Liza Goldberg's high school experience wasn't ordinary. She spent half her day attending classes and the other interning for NASA.
Now a freshman at Stanford University, Goldberg is drawing on both of those experiences to help young people around the world better see and understand climate change.
Goldberg's eighth grade science fair project — studying the effects of climate change on maple saplings in her Maryland backyard — caught the eye of a judge who happened to work for NASA. Goldberg was offered an internship at the age of 14.
"When I first came in, it was on the overwhelming side," Goldberg said.
U.S. & World
It was at NASA's Goddard Space Flight Center where Goldberg began working with satellite imagery, studying the impact of climate change on the world's mangrove forests.
Goldberg soon realized there was a mountain of evidence satellites were gathering about climate change, but much of it unseen outside of research circles and none of it making it back to her high school science class.

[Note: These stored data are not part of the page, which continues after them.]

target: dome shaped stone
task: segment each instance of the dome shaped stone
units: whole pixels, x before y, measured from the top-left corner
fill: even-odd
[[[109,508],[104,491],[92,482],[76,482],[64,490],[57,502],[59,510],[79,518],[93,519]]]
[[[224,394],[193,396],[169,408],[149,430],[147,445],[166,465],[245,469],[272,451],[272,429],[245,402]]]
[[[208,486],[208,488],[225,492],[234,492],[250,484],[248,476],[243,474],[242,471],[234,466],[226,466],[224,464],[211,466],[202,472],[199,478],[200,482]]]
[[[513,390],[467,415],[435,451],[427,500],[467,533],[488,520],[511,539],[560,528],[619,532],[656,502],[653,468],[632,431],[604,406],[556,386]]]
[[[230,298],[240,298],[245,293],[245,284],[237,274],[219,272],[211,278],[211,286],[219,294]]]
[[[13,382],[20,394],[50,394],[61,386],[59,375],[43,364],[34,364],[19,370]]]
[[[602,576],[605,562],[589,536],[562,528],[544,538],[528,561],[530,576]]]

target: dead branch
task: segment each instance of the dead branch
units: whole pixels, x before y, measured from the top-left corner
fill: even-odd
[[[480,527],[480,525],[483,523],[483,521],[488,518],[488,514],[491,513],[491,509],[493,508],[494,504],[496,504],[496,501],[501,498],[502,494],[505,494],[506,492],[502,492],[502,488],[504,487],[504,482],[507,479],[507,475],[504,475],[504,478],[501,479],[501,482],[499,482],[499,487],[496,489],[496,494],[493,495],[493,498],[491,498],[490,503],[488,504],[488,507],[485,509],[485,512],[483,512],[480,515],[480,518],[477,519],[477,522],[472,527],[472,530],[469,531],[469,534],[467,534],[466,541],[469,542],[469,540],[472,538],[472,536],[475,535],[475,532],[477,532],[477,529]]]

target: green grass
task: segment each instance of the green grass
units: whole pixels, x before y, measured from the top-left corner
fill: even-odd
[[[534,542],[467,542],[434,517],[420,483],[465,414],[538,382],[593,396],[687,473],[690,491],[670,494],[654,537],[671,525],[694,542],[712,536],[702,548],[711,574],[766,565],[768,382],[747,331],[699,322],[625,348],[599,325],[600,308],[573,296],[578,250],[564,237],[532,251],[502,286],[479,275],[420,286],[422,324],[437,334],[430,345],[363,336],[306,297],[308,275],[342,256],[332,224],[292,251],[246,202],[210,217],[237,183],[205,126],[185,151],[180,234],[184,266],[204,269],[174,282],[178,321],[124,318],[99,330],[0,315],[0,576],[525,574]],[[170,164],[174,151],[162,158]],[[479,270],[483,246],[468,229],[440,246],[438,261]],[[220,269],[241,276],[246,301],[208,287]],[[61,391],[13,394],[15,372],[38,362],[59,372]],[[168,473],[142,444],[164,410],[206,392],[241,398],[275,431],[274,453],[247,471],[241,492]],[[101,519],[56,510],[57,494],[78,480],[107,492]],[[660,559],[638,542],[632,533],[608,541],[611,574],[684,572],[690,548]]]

"It was night and day," Goldberg said. "If I could give the tools I have gotten at NASA and the experience with to the kids in my science classes, then I could potentially change how they were seeing the world," she said.

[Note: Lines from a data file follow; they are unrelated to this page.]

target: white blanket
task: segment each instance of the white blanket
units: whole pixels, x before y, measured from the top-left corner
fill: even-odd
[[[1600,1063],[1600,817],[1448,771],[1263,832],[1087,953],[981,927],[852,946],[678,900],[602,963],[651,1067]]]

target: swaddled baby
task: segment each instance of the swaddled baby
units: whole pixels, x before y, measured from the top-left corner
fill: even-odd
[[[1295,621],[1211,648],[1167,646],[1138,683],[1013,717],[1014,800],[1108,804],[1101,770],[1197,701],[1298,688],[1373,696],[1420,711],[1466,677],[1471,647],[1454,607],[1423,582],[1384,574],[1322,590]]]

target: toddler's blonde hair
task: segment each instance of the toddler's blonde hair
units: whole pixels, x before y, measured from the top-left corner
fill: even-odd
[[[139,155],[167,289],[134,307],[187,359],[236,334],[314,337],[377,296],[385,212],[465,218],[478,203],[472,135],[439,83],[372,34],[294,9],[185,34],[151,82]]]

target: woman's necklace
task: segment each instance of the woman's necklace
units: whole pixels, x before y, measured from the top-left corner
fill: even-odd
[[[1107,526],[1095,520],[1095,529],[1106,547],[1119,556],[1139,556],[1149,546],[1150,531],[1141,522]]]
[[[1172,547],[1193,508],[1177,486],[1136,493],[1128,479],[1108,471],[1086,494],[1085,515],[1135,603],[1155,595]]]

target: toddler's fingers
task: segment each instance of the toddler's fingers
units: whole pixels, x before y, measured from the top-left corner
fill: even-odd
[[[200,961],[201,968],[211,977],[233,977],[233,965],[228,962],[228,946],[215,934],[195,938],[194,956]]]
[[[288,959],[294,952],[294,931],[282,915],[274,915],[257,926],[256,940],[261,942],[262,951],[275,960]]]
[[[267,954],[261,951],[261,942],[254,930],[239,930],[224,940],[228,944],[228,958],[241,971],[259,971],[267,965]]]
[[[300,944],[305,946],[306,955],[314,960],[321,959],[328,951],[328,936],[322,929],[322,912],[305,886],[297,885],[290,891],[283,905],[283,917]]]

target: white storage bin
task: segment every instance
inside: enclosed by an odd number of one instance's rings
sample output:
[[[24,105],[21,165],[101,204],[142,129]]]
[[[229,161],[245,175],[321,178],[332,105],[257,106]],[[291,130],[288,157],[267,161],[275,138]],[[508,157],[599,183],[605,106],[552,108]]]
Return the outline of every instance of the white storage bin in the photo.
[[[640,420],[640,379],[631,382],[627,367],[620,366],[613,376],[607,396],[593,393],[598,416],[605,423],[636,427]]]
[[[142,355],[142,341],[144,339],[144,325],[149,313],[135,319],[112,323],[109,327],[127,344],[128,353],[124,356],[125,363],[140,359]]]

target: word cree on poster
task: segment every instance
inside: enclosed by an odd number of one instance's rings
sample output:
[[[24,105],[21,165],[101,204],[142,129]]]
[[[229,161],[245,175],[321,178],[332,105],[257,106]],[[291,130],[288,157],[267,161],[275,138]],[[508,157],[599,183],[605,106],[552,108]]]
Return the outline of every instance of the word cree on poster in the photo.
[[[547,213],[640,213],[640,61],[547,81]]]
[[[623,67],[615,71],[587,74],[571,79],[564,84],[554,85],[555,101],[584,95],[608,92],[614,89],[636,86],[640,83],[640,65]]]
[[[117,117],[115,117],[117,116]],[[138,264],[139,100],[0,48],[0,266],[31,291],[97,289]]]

That's what Goldberg set out to do.
Working with NASA, National Geographic and Google, Goldberg is helping to launch cloud to classroom — a way to better visualize and therefore better teach climate change, like showing the spread of droughts and wildfires, the shrinking of ice, and the growth of urbanizations.
And it's not just on a global scale. The goal is to enable people to view the impact on where they live.
"What this project aims to do is put that science in the hands of people who ordinarily wouldn’t have that," Goldberg said.